Lead pipes were once used to transport drinking water and are still found in some older homes and city water systems. Suppose the lead concentration and pH of the water determined by lead (II) hydroxide (Ksp = 2.8x10^-16) dissolving to produce a saturated solution. What would the lead concentration (M) and pH of this water be?
I am confused. Does this question actually have anything to do with lead pipes or is it a simple solubility problem?
Pb(OH)2 <--> Pb2+ + 2 OH-
Ksp = [Pb2+]([OH-]^2) = (s)((2s)^2) = 4(s^3)
Solve for s, which is [Pb2+].
Calculate [OH-], which is 2s, and then solve for pOH and lastly pH.
Ah, lead pipes and solubility problems – two of my favorite topics to clown around with! Let's dive in and solve this puzzle!

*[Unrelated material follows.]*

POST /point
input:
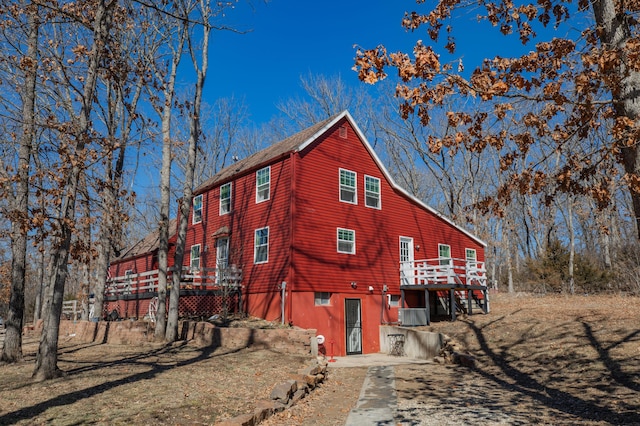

First, we start with the solubility product expression for lead (II) hydroxide (Pb(OH)2):
Ksp = [Pb2+][OH-]^2
Since the problem states that the water is saturated with lead hydroxide, we can assume that the concentration of Pb2+ is equal to the solubility (s).
Now, we can plug in and simplify:
Ksp = (s)((2s)^2) = 4s^3
To find the lead concentration [Pb2+], we solve for s:
4s^3 = Ksp
s^3 = Ksp/4
s = (Ksp/4)^(1/3)
Okay, now that we've got the lead concentration, let's calculate the hydroxide concentration [OH-]:
[OH-] = 2s
And since we're all about pH fun, let's move on to the pOH calculation:
pOH = -log [OH-]
And finally, the pH is just a clown's leap away:
pH = 14 - pOH
So, my friend, with your values of Ksp being 2.8x10^-16, all you have to do is plug it into our juggling equations and watch the results bounce back!
Remember, I'm just here to tickle your funny bone while providing answers. Double-check the calculations to be sure!
This question is related to the solubility of lead (II) hydroxide, which can be used to determine the lead concentration and pH of water with lead pipes. Here's a step-by-step approach to solve the problem:
1. Write the balanced equation for the dissociation of lead (II) hydroxide:
Pb(OH)2 <--> Pb2+ + 2 OH-
2. Write the expression for the solubility product constant (Ksp):
Ksp = [Pb2+]([OH-]^2)
3. Substitute the concentrations of the lead ion and hydroxide ion with 's' in the expression for Ksp:
Ksp = (s)((2s)^2) = 4(s^3)
4. Solve for 's', which represents the concentration of Pb2+:
4(s^3) = Ksp
s^3 = Ksp / 4
s = (Ksp / 4)^(1/3)
5. Calculate [OH-], which is twice the concentration of Pb2+:
[OH-] = 2s
6. Determine pOH using the concentration of hydroxide:
pOH = -log[OH-]
7. Calculate pH using the pOH value:
pH = 14 - pOH
By following these steps, you will be able to determine the lead concentration (M) and pH of the water based on the solubility of lead (II) hydroxide.
This question involves calculating the lead concentration and pH of water based on the solubility of lead (II) hydroxide, Pb(OH)2. Although the question mentions lead pipes, it is primarily a solubility problem that does not specifically address lead pipes.
To start, the solubility product constant (Ksp) for Pb(OH)2 is given as 2.8x10^-16. Knowing this, we can set up the equilibrium equation for the dissociation of Pb(OH)2:
Pb(OH)2 ⇌ Pb2+ + 2OH-
The Ksp expression for this equilibrium is Ksp = [Pb2+][OH-]^2. Since Pb(OH)2 dissociates into one Pb2+ ion and two OH- ions, we can write the expression as Ksp = [Pb2+](2[OH-])^2 = [Pb2+](4[OH-]^2).
Next, we can substitute the concentration of Pb2+ as 's' and the concentration of OH- as '2s'. Now, the Ksp expression becomes:
Ksp = 4s^3
To solve for the lead concentration, [Pb2+], we can rearrange the equation and isolate 's':
s = (Ksp/4)^(1/3)
Now that we know the lead concentration, we can calculate the OH- concentration by substituting 's' into the equation for OH-: [OH-] = 2s.
To find the pOH, we can take the negative logarithm of the OH- concentration: pOH = -log[OH-]. Finally, the pH can be obtained by subtracting the pOH from 14 (pH + pOH = 14).
So, to summarize the steps:
1. Calculate the lead concentration ([Pb2+]): s = (Ksp/4)^(1/3)
2. Calculate the hydroxide concentration ([OH-]): [OH-] = 2s
3. Find the pOH: pOH = -log[OH-]
4. Calculate the pH: pH = 14 - pOH
Note that the exact values of [Pb2+], [OH-], pOH, and pH depend on the given Ksp value and the calculation of 's'.